“A fairly long time,” she answered, and appeared to calculate. “Fairly long. I have lived through so much, have had so many experiences, that I naturally cannot reckon to a day. But it was shortly after the blessing—soon after the blessing was vouchsafed to me.”
“The blessing?” asked Klaus Heinrich.
“Of course,” she said decidedly with some agitation. “For the blessing happened to me when the number of my experiences had become too great, and the bow had reached breaking point, to use a metaphor. You are so young,” she continued, forgetting to address him by his title, “so ignorant of all that makes the world so miserable and so depraved, that you can form no conception of what I have had to suffer. I brought an action in America which involved the appearance of several generals. Things came to light which were more than my temper could stand. I had to clear out several barracks without succeeding in bringing to light every loose woman. They hid themselves in the cupboards, some even under the floors, and that's why they continue torturing me beyond measure at nights. I should at once go back to my Schloss in Burgundy if the rain did not come through the roofs. The Spoelmanns knew that, and that is why it was so obliging of them to let me live with them indefinitely, my only duty being to put the innocent Imma on her guard against the world. Only of course my health suffers from my having the women sitting at nights on my chest and forcing me to look at their disgusting faces. And that is why I ask you to call me simply Frau Meier,” she said in a whisper, leaning forward and touching Klaus Heinrich's arm with her hand. “The walls have ears, and it is absolutely necessary for me to keep up the incognito I was forced to assume in order to protect myself against the persecution of the odious creatures. You will do what I ask, will you not? Look on it as a joke … a fad which hurts nobody…. Why not?”
She stopped.
Klaus Heinrich sat upright and braced up in his wicker chair opposite her and looked at her. Before leaving his rectilineal room, he had dressed himself with his valet Neumann's help with all possible care, as his life in the public eye required. His parting ran from over his left eye, straight up to the crown of his head, without a hair sticking up, and his hair was brushed up into a crest off the right side of his forehead. There he sat in his undress uniform, whose high collar and close fit helped him to maintain a composed attitude, the silver epaulettes of a major on his narrow shoulders, leaning slightly but not comfortably forward, collected, calm, with one foot slightly advanced, and with his right hand above his left on his sword-hilt. His young face looked slightly weary from the unreality, the loneliness, strictness, and difficulty of his life; he sat looking at the Countess with a friendly, clear, but composed expression in his eyes.
She stopped. Disenchantment and disgust showed themselves in her features, and, while something like hate towards Klaus Heinrich flamed up in her tired grey eyes, she blushed in the strangest of ways, for one half of her face turned red, the other white. Dropping her eyelids she answered: “I have been living with the Spoelmanns for three years, Royal Highness.”
Percival darted forward.
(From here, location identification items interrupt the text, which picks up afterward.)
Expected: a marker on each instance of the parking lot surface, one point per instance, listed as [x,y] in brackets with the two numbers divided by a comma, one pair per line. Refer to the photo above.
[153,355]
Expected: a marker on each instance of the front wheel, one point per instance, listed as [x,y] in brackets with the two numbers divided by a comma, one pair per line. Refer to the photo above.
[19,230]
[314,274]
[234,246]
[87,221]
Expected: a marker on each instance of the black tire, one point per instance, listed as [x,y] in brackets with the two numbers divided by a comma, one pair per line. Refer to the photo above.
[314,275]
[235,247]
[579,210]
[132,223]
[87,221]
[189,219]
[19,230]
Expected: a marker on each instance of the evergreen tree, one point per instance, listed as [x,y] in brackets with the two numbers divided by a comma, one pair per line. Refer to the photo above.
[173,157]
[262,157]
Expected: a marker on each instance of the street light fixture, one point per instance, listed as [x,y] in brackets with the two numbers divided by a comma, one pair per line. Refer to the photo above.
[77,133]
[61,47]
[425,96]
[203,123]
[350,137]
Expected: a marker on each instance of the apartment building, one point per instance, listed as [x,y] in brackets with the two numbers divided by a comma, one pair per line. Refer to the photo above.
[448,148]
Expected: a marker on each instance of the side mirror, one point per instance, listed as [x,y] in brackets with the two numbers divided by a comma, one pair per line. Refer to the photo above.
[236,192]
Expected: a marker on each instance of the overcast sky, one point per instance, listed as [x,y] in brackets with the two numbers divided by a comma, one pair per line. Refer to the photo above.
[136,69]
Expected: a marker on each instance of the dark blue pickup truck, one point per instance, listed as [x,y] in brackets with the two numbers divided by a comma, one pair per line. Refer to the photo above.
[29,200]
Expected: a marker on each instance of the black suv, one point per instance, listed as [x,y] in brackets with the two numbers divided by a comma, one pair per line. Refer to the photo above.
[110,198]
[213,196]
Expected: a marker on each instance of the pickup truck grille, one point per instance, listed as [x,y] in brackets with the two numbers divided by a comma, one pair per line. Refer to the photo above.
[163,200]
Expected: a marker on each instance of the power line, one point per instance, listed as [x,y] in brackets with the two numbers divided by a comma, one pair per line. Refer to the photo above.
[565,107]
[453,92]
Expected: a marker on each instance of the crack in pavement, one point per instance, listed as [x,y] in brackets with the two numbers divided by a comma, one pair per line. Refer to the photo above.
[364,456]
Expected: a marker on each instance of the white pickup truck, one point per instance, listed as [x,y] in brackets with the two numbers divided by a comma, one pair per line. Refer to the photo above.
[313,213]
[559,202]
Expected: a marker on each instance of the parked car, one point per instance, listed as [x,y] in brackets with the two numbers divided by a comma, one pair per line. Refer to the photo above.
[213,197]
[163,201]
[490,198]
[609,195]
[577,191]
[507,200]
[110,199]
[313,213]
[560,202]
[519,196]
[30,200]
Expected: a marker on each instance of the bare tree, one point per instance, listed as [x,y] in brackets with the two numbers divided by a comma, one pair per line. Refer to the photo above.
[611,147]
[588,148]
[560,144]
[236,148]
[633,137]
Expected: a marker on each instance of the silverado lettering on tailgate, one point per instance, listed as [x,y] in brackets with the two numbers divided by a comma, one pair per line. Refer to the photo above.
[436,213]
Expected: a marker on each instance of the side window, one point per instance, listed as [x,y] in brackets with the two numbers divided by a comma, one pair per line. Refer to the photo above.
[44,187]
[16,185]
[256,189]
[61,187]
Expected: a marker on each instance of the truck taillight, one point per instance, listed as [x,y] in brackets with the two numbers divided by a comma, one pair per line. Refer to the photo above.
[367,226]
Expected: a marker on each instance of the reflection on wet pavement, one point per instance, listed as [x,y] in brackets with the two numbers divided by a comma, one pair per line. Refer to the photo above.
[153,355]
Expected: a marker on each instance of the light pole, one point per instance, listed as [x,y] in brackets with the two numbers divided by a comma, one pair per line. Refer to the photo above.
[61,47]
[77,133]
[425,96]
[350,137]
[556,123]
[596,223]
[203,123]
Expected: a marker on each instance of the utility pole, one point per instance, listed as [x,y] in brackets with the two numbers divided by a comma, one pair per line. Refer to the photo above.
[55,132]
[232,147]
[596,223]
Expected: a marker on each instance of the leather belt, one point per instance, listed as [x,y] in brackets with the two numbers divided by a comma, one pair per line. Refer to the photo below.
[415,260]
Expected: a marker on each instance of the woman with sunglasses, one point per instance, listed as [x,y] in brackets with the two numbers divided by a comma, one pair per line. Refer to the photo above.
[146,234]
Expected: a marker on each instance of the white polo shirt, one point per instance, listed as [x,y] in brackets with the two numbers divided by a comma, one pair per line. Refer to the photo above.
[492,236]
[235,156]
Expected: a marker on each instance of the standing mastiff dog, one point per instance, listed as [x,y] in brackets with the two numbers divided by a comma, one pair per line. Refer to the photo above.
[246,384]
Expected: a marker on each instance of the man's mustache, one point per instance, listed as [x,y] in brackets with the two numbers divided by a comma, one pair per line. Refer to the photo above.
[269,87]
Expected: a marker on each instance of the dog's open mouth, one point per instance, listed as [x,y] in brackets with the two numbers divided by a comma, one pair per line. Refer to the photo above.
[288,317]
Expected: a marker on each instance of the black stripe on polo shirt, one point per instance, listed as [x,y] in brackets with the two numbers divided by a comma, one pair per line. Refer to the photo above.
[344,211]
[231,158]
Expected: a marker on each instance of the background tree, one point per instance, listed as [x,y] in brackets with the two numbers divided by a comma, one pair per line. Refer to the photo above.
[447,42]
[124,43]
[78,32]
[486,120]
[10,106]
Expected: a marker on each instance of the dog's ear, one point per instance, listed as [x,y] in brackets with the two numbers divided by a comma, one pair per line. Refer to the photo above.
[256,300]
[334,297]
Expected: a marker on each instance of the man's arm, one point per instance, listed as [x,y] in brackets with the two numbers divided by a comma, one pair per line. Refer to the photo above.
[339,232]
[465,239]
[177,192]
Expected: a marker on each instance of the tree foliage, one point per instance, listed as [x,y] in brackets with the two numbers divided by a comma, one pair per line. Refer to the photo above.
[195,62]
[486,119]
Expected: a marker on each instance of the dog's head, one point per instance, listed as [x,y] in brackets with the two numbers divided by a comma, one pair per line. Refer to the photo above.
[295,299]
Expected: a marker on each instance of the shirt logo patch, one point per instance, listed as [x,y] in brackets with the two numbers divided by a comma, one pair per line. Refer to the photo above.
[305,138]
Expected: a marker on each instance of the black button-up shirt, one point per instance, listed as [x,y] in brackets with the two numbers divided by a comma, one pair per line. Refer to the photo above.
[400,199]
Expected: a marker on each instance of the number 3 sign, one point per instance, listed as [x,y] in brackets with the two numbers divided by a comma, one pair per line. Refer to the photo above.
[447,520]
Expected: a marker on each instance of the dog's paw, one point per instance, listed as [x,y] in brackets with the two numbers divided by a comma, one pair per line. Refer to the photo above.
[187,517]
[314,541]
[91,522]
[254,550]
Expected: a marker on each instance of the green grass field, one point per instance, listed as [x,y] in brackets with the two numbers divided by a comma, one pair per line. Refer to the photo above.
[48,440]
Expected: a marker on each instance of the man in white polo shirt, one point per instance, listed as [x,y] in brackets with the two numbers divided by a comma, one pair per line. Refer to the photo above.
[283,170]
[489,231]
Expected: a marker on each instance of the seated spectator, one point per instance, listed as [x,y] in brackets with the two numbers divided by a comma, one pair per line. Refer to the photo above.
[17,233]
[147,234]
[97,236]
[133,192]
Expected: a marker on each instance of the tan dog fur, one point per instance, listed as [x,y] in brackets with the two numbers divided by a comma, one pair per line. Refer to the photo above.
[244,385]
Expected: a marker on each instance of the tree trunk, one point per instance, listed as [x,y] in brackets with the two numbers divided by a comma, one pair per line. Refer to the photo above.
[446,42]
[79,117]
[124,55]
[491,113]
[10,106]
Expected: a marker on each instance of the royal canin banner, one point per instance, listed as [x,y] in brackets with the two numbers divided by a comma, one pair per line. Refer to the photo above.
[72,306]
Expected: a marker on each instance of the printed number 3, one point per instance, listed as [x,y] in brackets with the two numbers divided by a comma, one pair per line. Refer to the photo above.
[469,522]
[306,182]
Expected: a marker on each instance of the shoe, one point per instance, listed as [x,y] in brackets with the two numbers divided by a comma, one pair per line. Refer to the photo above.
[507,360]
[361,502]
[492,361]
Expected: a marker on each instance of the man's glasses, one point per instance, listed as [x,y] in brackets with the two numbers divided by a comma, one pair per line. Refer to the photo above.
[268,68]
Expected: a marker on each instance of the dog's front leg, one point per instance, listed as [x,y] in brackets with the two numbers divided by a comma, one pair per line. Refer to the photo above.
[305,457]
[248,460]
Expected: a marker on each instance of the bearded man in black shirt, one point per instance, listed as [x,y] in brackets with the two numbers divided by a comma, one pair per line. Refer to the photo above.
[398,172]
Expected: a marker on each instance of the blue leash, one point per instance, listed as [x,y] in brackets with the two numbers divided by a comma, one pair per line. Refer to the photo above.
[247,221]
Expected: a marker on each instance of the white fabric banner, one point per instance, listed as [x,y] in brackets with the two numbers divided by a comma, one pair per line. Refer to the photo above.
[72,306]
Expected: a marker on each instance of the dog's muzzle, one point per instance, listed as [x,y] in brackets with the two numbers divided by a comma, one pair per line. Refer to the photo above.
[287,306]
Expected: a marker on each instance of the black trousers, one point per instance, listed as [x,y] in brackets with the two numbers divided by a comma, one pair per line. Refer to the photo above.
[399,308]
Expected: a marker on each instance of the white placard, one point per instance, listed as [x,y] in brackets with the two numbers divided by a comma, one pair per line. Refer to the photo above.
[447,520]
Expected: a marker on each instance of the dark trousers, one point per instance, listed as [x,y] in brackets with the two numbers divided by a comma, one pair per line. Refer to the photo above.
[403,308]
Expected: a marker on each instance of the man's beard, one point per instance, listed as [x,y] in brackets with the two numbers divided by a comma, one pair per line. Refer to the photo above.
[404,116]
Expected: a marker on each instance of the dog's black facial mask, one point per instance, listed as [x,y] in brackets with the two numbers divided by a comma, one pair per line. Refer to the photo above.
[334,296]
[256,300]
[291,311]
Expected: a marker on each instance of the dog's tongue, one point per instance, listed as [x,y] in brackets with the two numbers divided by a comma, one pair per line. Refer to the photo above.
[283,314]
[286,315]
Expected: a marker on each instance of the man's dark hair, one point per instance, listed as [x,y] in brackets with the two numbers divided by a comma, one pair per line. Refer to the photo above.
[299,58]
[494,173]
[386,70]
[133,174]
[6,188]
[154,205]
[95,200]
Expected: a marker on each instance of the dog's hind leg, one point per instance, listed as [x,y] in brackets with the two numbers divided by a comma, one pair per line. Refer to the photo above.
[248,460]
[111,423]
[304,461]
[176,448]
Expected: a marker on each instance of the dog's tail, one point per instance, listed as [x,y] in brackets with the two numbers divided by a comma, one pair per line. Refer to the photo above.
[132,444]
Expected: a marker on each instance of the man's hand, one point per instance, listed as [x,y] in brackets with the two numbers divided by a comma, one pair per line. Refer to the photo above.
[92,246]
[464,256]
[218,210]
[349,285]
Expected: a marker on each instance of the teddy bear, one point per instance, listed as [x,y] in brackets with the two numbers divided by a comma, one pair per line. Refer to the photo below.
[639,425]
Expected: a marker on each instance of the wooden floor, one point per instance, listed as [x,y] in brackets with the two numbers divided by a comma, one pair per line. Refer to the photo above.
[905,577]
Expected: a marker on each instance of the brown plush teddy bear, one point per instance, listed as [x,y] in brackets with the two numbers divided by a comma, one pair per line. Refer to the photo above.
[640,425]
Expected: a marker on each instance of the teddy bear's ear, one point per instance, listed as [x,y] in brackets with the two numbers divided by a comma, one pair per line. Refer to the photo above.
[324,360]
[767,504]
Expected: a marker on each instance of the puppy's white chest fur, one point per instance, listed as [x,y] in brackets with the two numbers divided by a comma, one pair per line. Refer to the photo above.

Dancing, springing, and wagging his tail he trotted towards his mistress—for Imma Spoelmann had come in—raised himself in a dignified way on his hind legs and laid his fore paws in greeting on her breast. His jaws were wide open, and his red tongue hung out between his ivory-white teeth. He looked like a heraldic supporter as he stood there before her.
She wore a wonderful dress of brick-red silk with loose hanging sleeves, and the breast covered with heavy gold embroidery. A big egg-shaped jewel on a pearl necklace lay on her bare neck, the skin of which was the colour of smoked meerschaum. Her blue-black hair was parted on one side and coiled, though a few smooth wisps tended to fall on her forehead. Holding Percival's head in her two narrow, ringless little hands, she looked into his face, saying, “Well, well, my friend. What a welcome! We are glad to see each other—we hated being parted, didn't we? Now go back and lie down.” And she put his paws off the gold embroidery on her breast, and set him on his four paws again.
“Oh, Prince,” she said. “Welcome to Delphinenort. You hate breaking your promise, I can see. I'm coming to sit next you. They'll tell us when tea is ready…. It's against all the rules, I know, for me to have kept you waiting. But my father sent for me—and besides you had somebody to entertain you.” Her bright eyes passed from Klaus Heinrich to the Countess and back in a rather hesitating way.
“That's quite true,” he said. And then he asked how Mr. Spoelmann was, and received a fairly reassuring answer. Mr. Spoelmann would have the pleasure of making Klaus Heinrich's acquaintance at tea-time, he begged to be excused till then…. What a lovely pair of horses Klaus Heinrich had in his brougham! And then they talked about their horses, about Klaus Heinrich's good-tempered brown Florian from the Hollerbrunn stud, about Miss Spoelmann's Arabian cream, the mare Fatma which had been given to Mr. Spoelmann by an oriental prince, about her fast Hungarian chestnuts, which she drove four-in-hand.